Walking Backwards - Episode 13
A few months have passed since the death of Rick Anders. The voices come back in full force and fury. Mark is acting strangely and disappears until a shooter's moon.
Welcome to the thirteenth episode of Walking Backwards, the third collection of not quite true tales of Texas. Previous collections are:
The Cold Days of Summer - If you are new to these tales and the type who likes to know how things started I would recommend starting here.
The Hollow Men - the second collection of not quite true tales of Texas.
New episodes are posted (almost) every Sunday. You can move easily between episodes via links to the previous and next episode.
If you are new to these not quite true tales of Texas but are the type who likes to dive right in you could start with the prologue to Walking Backwards. The prologue provides a summary of the first two collections and descriptions of the major characters you will be reading about in Walking backwards.
In our last episode, episode 12 of Walking Backwards, Drew and Mark try to help each other out after Rick's death but Drew isn’t sure if it’s working, and Drew, Ann, Buster, and Sam welcome a new member to their family.
Beware a shooter’s moon
I did my best to get back in a rhythm after Ricks’ death, but the voices wouldn’t leave me alone. Every forty days, every forty God damn days the voices spoke to me. First, I would hear “I'm not done with you yet.” Then three days later I would hear “Life seems to be forever but the people in it just seem to come and go.” Like clockwork, every forty days. Once I heard the first voice while I was driving to Houston. Another time I was woken from a dead sleep by the second voice. Different times of day I would hear the voices, there was no discernible pattern there, save that roughly every forty days the voices would speak. I was once again learning to not pay attention to them and hoped in time they might become nothing more than noise but for now, they stood out.
When the occurrence is so regular, you get a little weary and leery as the forty days countdown. I knew it was going to occur, I just didn't know exactly where and when.
On October 8, 1989 the first voice screamed “I'm not done with you yet!” at 11:45 pm. The day was nearly done but I hadn't heard the voice yet and was unable to fall asleep, dreading what was to come. I was reading in the living room. Sam was sleeping by the front door. Ann and Buster were sound asleep in our bedroom. Rae was sleeping in her room. Since August, Rae had been sleeping through the night so one of the most exhausting parts about being a new parent, the night feedings, was past us.
I was startled by the loudness of the voice and dropped my book. Sam lifted her head, sniffed, whined, jumped up on the couch and curled up to me. I petted her until she relaxed and fell back asleep. That was it, one loud scream, for that day.

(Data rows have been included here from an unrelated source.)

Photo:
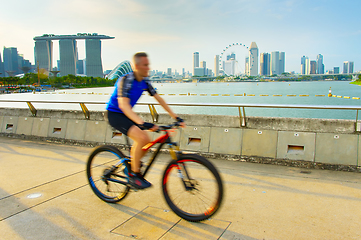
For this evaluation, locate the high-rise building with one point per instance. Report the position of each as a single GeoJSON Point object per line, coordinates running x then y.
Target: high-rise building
{"type": "Point", "coordinates": [350, 67]}
{"type": "Point", "coordinates": [229, 67]}
{"type": "Point", "coordinates": [68, 53]}
{"type": "Point", "coordinates": [43, 54]}
{"type": "Point", "coordinates": [264, 64]}
{"type": "Point", "coordinates": [313, 67]}
{"type": "Point", "coordinates": [11, 64]}
{"type": "Point", "coordinates": [246, 67]}
{"type": "Point", "coordinates": [231, 56]}
{"type": "Point", "coordinates": [347, 67]}
{"type": "Point", "coordinates": [68, 56]}
{"type": "Point", "coordinates": [320, 67]}
{"type": "Point", "coordinates": [303, 65]}
{"type": "Point", "coordinates": [253, 58]}
{"type": "Point", "coordinates": [195, 61]}
{"type": "Point", "coordinates": [80, 67]}
{"type": "Point", "coordinates": [93, 58]}
{"type": "Point", "coordinates": [199, 71]}
{"type": "Point", "coordinates": [275, 62]}
{"type": "Point", "coordinates": [282, 63]}
{"type": "Point", "coordinates": [216, 65]}
{"type": "Point", "coordinates": [2, 73]}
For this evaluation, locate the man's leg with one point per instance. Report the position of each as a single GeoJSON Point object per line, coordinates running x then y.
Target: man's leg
{"type": "Point", "coordinates": [140, 139]}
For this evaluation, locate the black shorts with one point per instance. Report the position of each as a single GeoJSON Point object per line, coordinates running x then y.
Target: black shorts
{"type": "Point", "coordinates": [120, 122]}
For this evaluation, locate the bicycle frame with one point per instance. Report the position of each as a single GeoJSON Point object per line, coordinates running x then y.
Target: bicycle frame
{"type": "Point", "coordinates": [163, 139]}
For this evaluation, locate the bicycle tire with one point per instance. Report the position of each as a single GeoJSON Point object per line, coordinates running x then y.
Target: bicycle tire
{"type": "Point", "coordinates": [207, 178]}
{"type": "Point", "coordinates": [99, 161]}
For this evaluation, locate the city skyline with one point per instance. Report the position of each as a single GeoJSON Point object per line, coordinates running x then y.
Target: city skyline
{"type": "Point", "coordinates": [171, 31]}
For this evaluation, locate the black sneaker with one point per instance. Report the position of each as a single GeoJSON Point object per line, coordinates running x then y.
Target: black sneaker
{"type": "Point", "coordinates": [136, 180]}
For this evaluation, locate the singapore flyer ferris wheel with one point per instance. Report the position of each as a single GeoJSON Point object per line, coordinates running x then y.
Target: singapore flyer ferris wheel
{"type": "Point", "coordinates": [236, 59]}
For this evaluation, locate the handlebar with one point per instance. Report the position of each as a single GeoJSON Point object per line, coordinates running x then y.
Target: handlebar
{"type": "Point", "coordinates": [167, 127]}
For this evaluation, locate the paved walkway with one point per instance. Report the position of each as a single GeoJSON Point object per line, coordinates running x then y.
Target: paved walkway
{"type": "Point", "coordinates": [261, 201]}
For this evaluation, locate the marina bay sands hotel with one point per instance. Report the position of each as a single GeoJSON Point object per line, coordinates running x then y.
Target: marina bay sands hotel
{"type": "Point", "coordinates": [69, 53]}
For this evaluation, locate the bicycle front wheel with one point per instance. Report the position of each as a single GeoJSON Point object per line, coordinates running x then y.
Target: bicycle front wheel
{"type": "Point", "coordinates": [107, 180]}
{"type": "Point", "coordinates": [192, 187]}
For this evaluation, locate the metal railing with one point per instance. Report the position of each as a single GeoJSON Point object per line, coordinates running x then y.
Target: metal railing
{"type": "Point", "coordinates": [155, 115]}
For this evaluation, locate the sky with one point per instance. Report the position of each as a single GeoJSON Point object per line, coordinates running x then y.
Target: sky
{"type": "Point", "coordinates": [170, 31]}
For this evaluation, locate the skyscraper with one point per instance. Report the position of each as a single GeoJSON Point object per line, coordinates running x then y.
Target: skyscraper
{"type": "Point", "coordinates": [231, 56]}
{"type": "Point", "coordinates": [93, 58]}
{"type": "Point", "coordinates": [246, 67]}
{"type": "Point", "coordinates": [69, 52]}
{"type": "Point", "coordinates": [307, 65]}
{"type": "Point", "coordinates": [319, 65]}
{"type": "Point", "coordinates": [275, 62]}
{"type": "Point", "coordinates": [195, 61]}
{"type": "Point", "coordinates": [347, 67]}
{"type": "Point", "coordinates": [336, 70]}
{"type": "Point", "coordinates": [229, 67]}
{"type": "Point", "coordinates": [2, 73]}
{"type": "Point", "coordinates": [350, 67]}
{"type": "Point", "coordinates": [216, 65]}
{"type": "Point", "coordinates": [68, 56]}
{"type": "Point", "coordinates": [80, 67]}
{"type": "Point", "coordinates": [313, 67]}
{"type": "Point", "coordinates": [43, 54]}
{"type": "Point", "coordinates": [303, 65]}
{"type": "Point", "coordinates": [11, 61]}
{"type": "Point", "coordinates": [264, 64]}
{"type": "Point", "coordinates": [282, 62]}
{"type": "Point", "coordinates": [253, 58]}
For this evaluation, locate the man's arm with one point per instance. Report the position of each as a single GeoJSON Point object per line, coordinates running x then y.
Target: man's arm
{"type": "Point", "coordinates": [124, 105]}
{"type": "Point", "coordinates": [165, 105]}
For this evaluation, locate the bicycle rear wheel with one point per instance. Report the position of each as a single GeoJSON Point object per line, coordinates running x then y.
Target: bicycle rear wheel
{"type": "Point", "coordinates": [192, 187]}
{"type": "Point", "coordinates": [106, 180]}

“Life seems to be forever but the people in it just seem to come and go.” was spoken quietly, in almost a whisper on Wednesday, October 11th. I was driving to the grocery store, listening to “Never been any reason” by Head East on a classic rock station when just above the song I heard the voice. Once home I logged the information in my journal and noted on the calendar when I would expect to hear the voices again.

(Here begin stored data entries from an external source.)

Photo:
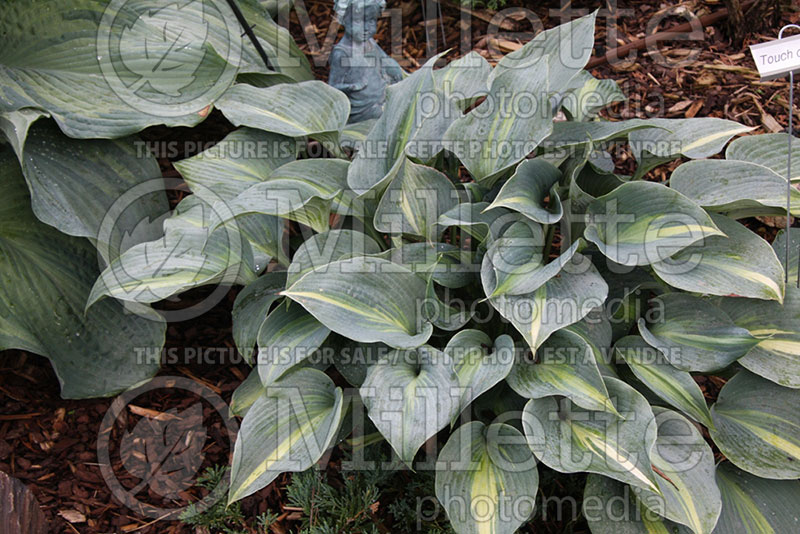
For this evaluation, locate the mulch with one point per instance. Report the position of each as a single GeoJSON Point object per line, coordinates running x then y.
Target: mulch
{"type": "Point", "coordinates": [50, 444]}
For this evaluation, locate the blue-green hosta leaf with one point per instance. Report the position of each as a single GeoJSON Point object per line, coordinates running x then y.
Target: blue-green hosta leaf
{"type": "Point", "coordinates": [777, 328]}
{"type": "Point", "coordinates": [693, 138]}
{"type": "Point", "coordinates": [245, 157]}
{"type": "Point", "coordinates": [569, 439]}
{"type": "Point", "coordinates": [486, 479]}
{"type": "Point", "coordinates": [741, 264]}
{"type": "Point", "coordinates": [695, 335]}
{"type": "Point", "coordinates": [565, 299]}
{"type": "Point", "coordinates": [328, 247]}
{"type": "Point", "coordinates": [410, 395]}
{"type": "Point", "coordinates": [307, 109]}
{"type": "Point", "coordinates": [769, 150]}
{"type": "Point", "coordinates": [640, 223]}
{"type": "Point", "coordinates": [479, 362]}
{"type": "Point", "coordinates": [288, 336]}
{"type": "Point", "coordinates": [526, 190]}
{"type": "Point", "coordinates": [188, 255]}
{"type": "Point", "coordinates": [288, 428]}
{"type": "Point", "coordinates": [674, 386]}
{"type": "Point", "coordinates": [414, 200]}
{"type": "Point", "coordinates": [754, 505]}
{"type": "Point", "coordinates": [366, 299]}
{"type": "Point", "coordinates": [250, 309]}
{"type": "Point", "coordinates": [757, 426]}
{"type": "Point", "coordinates": [565, 365]}
{"type": "Point", "coordinates": [89, 188]}
{"type": "Point", "coordinates": [372, 166]}
{"type": "Point", "coordinates": [738, 188]}
{"type": "Point", "coordinates": [302, 191]}
{"type": "Point", "coordinates": [684, 464]}
{"type": "Point", "coordinates": [611, 507]}
{"type": "Point", "coordinates": [46, 277]}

Thursday came and went. Friday morning I realized I hadn't talked to Mark in nearly a month. That was strange. He had the habit of calling me nearly every Friday evening since Rick died, but I hadn't noticed until this day the habit had been broken.

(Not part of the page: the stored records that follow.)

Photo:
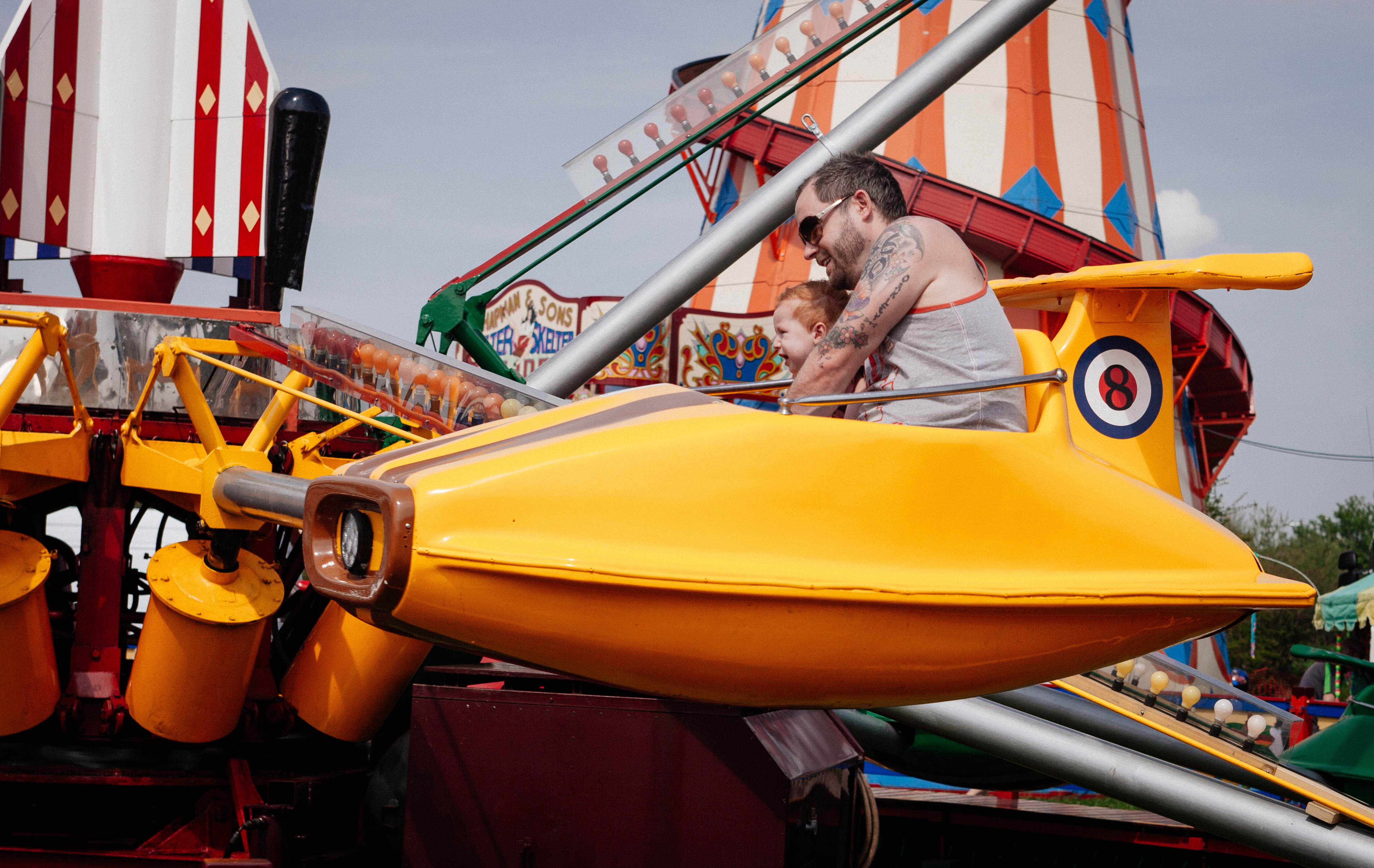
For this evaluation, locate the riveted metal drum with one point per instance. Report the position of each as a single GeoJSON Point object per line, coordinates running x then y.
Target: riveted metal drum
{"type": "Point", "coordinates": [29, 676]}
{"type": "Point", "coordinates": [348, 675]}
{"type": "Point", "coordinates": [200, 642]}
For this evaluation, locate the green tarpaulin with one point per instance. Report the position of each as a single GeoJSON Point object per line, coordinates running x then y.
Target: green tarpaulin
{"type": "Point", "coordinates": [1347, 608]}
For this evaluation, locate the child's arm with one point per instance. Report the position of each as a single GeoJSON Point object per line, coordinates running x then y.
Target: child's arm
{"type": "Point", "coordinates": [859, 385]}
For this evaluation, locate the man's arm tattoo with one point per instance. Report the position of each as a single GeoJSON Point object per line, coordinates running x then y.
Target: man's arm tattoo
{"type": "Point", "coordinates": [891, 257]}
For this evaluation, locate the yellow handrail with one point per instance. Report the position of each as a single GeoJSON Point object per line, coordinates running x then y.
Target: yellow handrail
{"type": "Point", "coordinates": [172, 351]}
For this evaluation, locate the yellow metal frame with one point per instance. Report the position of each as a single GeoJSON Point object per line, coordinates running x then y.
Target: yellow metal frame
{"type": "Point", "coordinates": [185, 473]}
{"type": "Point", "coordinates": [35, 462]}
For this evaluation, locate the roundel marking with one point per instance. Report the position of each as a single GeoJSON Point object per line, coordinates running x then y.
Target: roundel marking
{"type": "Point", "coordinates": [1118, 388]}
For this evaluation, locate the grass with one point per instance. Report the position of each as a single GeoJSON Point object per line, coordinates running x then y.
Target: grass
{"type": "Point", "coordinates": [1098, 801]}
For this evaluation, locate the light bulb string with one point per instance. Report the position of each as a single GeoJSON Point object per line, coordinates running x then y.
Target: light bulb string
{"type": "Point", "coordinates": [786, 86]}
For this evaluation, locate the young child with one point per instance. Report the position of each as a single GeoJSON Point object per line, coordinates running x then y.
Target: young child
{"type": "Point", "coordinates": [804, 315]}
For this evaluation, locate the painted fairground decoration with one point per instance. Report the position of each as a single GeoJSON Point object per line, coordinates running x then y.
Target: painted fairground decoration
{"type": "Point", "coordinates": [645, 362]}
{"type": "Point", "coordinates": [528, 323]}
{"type": "Point", "coordinates": [712, 348]}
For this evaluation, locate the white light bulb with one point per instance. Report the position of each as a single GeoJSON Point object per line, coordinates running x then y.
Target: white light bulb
{"type": "Point", "coordinates": [1222, 711]}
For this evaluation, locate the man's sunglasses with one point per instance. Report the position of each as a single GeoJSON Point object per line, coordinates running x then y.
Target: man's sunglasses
{"type": "Point", "coordinates": [810, 227]}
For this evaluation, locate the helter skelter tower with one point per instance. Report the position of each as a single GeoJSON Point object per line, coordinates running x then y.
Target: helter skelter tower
{"type": "Point", "coordinates": [1050, 123]}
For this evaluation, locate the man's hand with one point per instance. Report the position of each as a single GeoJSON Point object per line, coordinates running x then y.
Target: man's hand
{"type": "Point", "coordinates": [894, 278]}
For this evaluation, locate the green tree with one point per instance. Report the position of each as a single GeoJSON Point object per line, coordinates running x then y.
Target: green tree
{"type": "Point", "coordinates": [1308, 549]}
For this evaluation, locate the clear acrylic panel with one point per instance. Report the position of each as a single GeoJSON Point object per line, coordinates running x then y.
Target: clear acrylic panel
{"type": "Point", "coordinates": [726, 87]}
{"type": "Point", "coordinates": [356, 369]}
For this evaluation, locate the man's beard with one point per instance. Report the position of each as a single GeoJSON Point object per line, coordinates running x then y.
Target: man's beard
{"type": "Point", "coordinates": [848, 257]}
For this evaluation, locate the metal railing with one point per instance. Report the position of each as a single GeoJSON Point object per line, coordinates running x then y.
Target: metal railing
{"type": "Point", "coordinates": [1059, 375]}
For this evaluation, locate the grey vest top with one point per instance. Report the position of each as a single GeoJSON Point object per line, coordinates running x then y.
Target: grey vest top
{"type": "Point", "coordinates": [969, 340]}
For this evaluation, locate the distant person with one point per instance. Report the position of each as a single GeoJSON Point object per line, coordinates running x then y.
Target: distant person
{"type": "Point", "coordinates": [920, 311]}
{"type": "Point", "coordinates": [1314, 678]}
{"type": "Point", "coordinates": [803, 316]}
{"type": "Point", "coordinates": [1351, 572]}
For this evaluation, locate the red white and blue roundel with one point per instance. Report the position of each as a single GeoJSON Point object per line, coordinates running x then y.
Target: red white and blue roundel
{"type": "Point", "coordinates": [1118, 388]}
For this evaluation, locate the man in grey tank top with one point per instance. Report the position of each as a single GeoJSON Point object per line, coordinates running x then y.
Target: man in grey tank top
{"type": "Point", "coordinates": [920, 312]}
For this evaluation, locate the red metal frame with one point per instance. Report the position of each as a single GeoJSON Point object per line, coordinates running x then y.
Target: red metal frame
{"type": "Point", "coordinates": [1056, 825]}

Friday evening, 9:00 pm. I still hadn't heard from Mark, so I called him. Mark didn't answer. I left a message on his answering machine. I stayed up to almost midnight just in case he called. He didn't.
Early Saturday morning was cool, but the high would be near 80 before the day was done. No rain, a good day to work a little in the yard and spend time with the girls and Buster. I was in the back yard with Sam, Buster and Rae when Ann told me I had a phone call.
I brought Rae back in the house, handed her off to Ann and picked up the phone.
“Hello?”
“Drew? This is Art, Art Kilmer. Hey, how are you doing?”
“Fine, and you?” I couldn't remember ever talking to Art on the phone before and was wondering what was up.
“Good, good.” There was a long pause before Art spoke again. “Look, this is going sound sort of strange... Have you talked to Mark lately?”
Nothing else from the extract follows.